Angel Reese did not need long to make her presence felt in Atlanta. Before a late May game at Gateway Center Arena in College Park, Ga., Reese drew 16 photo requests in 10 minutes, a small moment that said a lot about how quickly the Atlanta Dream's latest star has changed the conversation around the team.
The WNBA has long had stars who move the needle, but Reese's arrival has been especially visible in Atlanta. Fans wanted pictures, celebrities showed up, and the attention around the Dream felt different almost immediately. For a franchise that has existed for close to two decades, that kind of public pull matters as much as any box score.
Atlanta is built for this kind of spotlight
Renee Montgomery, who became part-owner of the Atlanta Dream in 2021, said the city is ready for exactly this sort of moment.
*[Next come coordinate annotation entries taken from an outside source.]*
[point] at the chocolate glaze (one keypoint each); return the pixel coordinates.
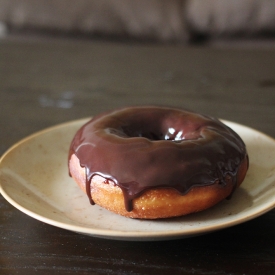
(141, 148)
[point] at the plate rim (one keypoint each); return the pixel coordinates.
(124, 235)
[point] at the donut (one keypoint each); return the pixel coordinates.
(151, 162)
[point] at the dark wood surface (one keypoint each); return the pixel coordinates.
(45, 82)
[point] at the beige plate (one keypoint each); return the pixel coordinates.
(34, 178)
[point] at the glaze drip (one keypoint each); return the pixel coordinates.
(142, 148)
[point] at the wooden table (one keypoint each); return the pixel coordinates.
(46, 82)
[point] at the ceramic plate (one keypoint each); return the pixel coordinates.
(34, 178)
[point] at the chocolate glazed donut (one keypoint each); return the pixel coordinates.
(156, 148)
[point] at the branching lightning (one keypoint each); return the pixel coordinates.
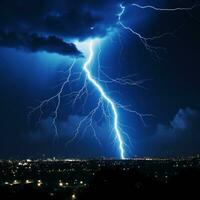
(104, 104)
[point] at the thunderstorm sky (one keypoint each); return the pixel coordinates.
(40, 39)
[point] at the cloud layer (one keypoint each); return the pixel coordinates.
(180, 137)
(34, 43)
(61, 18)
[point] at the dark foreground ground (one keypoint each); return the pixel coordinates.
(100, 179)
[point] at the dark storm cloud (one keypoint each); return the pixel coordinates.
(180, 137)
(67, 19)
(34, 42)
(74, 19)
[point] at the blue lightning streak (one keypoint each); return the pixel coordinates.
(105, 97)
(112, 106)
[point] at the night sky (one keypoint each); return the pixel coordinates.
(38, 41)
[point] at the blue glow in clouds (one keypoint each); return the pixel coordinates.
(105, 98)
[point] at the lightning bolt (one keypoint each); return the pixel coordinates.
(106, 98)
(145, 40)
(108, 107)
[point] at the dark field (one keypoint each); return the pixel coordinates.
(99, 179)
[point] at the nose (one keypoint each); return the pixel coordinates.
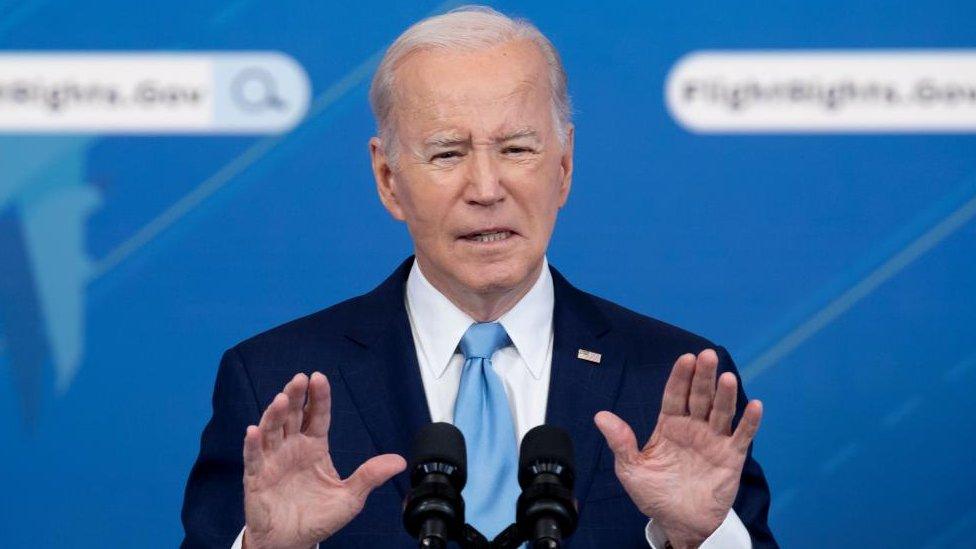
(484, 186)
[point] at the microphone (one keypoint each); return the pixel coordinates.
(433, 511)
(546, 512)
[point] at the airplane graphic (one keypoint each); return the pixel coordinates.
(44, 206)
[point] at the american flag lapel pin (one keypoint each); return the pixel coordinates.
(589, 356)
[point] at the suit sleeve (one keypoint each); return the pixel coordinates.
(213, 505)
(752, 501)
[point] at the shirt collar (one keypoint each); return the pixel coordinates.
(439, 324)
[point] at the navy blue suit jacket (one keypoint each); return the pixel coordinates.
(364, 346)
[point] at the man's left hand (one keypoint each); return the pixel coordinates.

She called Atlanta the Hollywood of the South, added that ATL loves stars and ATL loves winners, and said ATL has been the Black Mecca for a while now. Her broader point was simple: Atlanta influences everything.
That message fits the way the city has already responded to the Dream. Late September 2024 brought Latto and Mariah the Scientist to a Dream home game against the Chicago Sky in Atlanta, a reminder that the team can now pull attention well beyond the usual basketball crowd. Reese's move only sharpened that effect.
Jordin Canada noticed the same thing from inside the locker room. When asked about the crowd interest, she said, "I'm sure they were here for someone else." That someone else was Reese, whose name alone changes the tone of an arena and gives the Dream a different kind of visibility.
What Reese brings beyond basketball
Reese had a couple of seasons in Chicago that ended with some tumult, but Atlanta has given her a fresh stage. She arrived with star power from LSU, a large social footprint, and a reputation that extends well beyond the court. At Gateway Center Arena, that translated into a line of people waiting for photos and a clear sense that the Dream now have a player who can drive interest in ways few athletes can.
Reese summed up the mood simply: "I think you can see the joy." That may be the clearest sign of the fit. The basketball still matters, but so does the way the city, the team and the player have started to feed off one another.
The Atlanta Dream were once a four-win team in their 2008 debut season. Two decades later, they are in a very different place, and Reese's arrival adds another layer to that growth. In Atlanta, star power is part of the product. Reese just gave the Dream more of it.